Handelsumsätze bei Verkehrsbeeinträchtigungen

7 Abschließende Bemerkungen

Zuverlässige Prognosen über zu erwartende Umsatzminderungen als Folge städtebaulicher Planungen und der damit verbundenen Beeinträchtigungen in der verkehrlichen Erreichbarkeit sind erfahrungsgemäß mit Unsicherheiten verbunden. Das Ausmaß dieser Unsicherheit ist zum einen eine Folge von Unsicherheiten in der Einschätzung des voraussichtlichen Ablaufs der Maßnahmenplanungen hinsichtlich Dauer und Intensität der Maßnahmenwirkungen sowie vom Ausmaß der Wechselwirkungen der zu erwartenden Beeinträchtigungen, insbesondere hängt es ab von der Unsicherheit hinsichtlich des zu erwartenden Kundenverhaltens: In welchem Umfang ist bei der Kundschaft eine Bereitschaft zur Inkaufnahme von Umwegen und Belästigungen vorhanden? Wie hoch ist die Abwanderungsbereitschaft zu alternativen Anbietern oder Einzelhandelsstandorten? In der Praxis bietet es sich an, im Vorwege mit den Planungsbeteiligten und Betroffenen so weit wie nur möglich auf der Grundlage zuverlässiger Informationen über den Ablauf der Bauarbeiten eine Abstimmung über die der Untersuchung zugrunde zu legenden Eckwerte und Annahmen wie auch über die erforderlichen empirischen Daten unter gutachterlicher Moderation abzustimmen, auch wenn (und gerade weil) die Interessen der Beteiligten im Einzelfall sehr unterschiedlich sein können. Anschließend sollten die Daten in plausibler Form aufbereitet und ausgewertet werden. Vor allem dann, wenn es um Schadensersatzfragen und somit um erhebliche Interessengegensätze gehen sollte, muss alles getan werden, um mittels umsichtiger Vorgehensweise von vornherein die Akzeptanz der Ergebnisse sicher zu stellen. Häufig steht den Interessengegensätzen auch ein erheblicher Einigungsdruck gegenüber.

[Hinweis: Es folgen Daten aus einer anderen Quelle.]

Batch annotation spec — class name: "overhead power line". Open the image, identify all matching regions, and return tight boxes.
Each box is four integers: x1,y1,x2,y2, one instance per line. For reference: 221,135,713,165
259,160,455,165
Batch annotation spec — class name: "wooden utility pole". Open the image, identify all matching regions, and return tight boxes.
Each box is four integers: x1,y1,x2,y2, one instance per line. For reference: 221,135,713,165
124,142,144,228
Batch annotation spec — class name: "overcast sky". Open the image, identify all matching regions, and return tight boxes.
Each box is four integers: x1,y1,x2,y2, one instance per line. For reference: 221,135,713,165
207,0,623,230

Auch wenn in der vorliegenden Darstellung die Erläuterung des stochastischen Untersuchungsmodells im Vordergrund stand, muss deutlich darauf hingewiesen werden, dass die Schwerpunkte der praktischen Projektbearbeitung eindeutig den Stufen 1 und 2, also dem detaillierten Untersuchungsdesign und der Beschaffung der benötigten Daten, zuzuordnen sind. Der in dieser Stufe erforderliche Arbeitsaufwand hängt, und darauf soll abschließend hier auch deutlich hingewiesen werden, in nicht unerheblichem Maße von der Qualität und Aktualität der vom jeweiligen Management im Rahmen laufender Marktbeobachtungen erhobenen bereits vorliegenden Daten zum Kundenverkehr und zum Einkaufsverhalten ab.

Der geschilderte Modellansatz kann bei sachkundiger Umsetzung mit relativ geringem Mitteleinsatz zu einer plausiblen Prognose und zu von allen Beteiligten akzeptierbaren Ergebnissen führen.